The figure below illustrates the same data from the table above using Gaviria and González-Barbera’s Steelyard Graph approach. The size of the squares corresponds to the number of students, the location on the lever indicates the average subgroup score, and the triangular fulcrum represents the school’s overall average score. Notice how clear it is that the subgroups in School B have higher average scores than their counterparts in School A. The example below has only two subgroups, but the same approach can be used for more subgroups.

Example of Gaviria and González-Barbera’s Steelyard Graph to visualize Simpson’s paradox for subgroups’ average test scores.

**Making a Decision when Faced with Simpson’s Paradox**

When one encounters Simpson’s paradox, decision-making can be difficult, especially if there are no theories to explain why the relational pattern is different at a subgroup level.
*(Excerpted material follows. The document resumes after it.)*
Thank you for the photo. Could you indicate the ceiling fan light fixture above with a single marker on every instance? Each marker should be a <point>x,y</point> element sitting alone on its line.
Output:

This is why exploratory analysis often must be driven by and interpreted through a lens of theory. One could come up with arbitrary subgroups that reverse the aggregate relationships, even though there is no theoretical grounding for doing so. On the other hand, relevant subgroups may remain unidentified by researchers, though the aggregate relationship may still be sufficient for decision-making.

For example, as a window-washing student seeing the phobic subgroups’ performances, I might decide that School B is the superior school for teaching the trade, regardless of which subgroup a student belongs to. This decision is based on a theory that a fear of heights may impact performance on the certification assessment, in which case School B does a better job at preparing both subgroups for their assessments. If that theory is not tenable, it may be that School A is really the better choice, but as an acrophobic would-be window washer, I will likely choose School B after seeing this graph . . . as long as the classroom is located on the ground floor.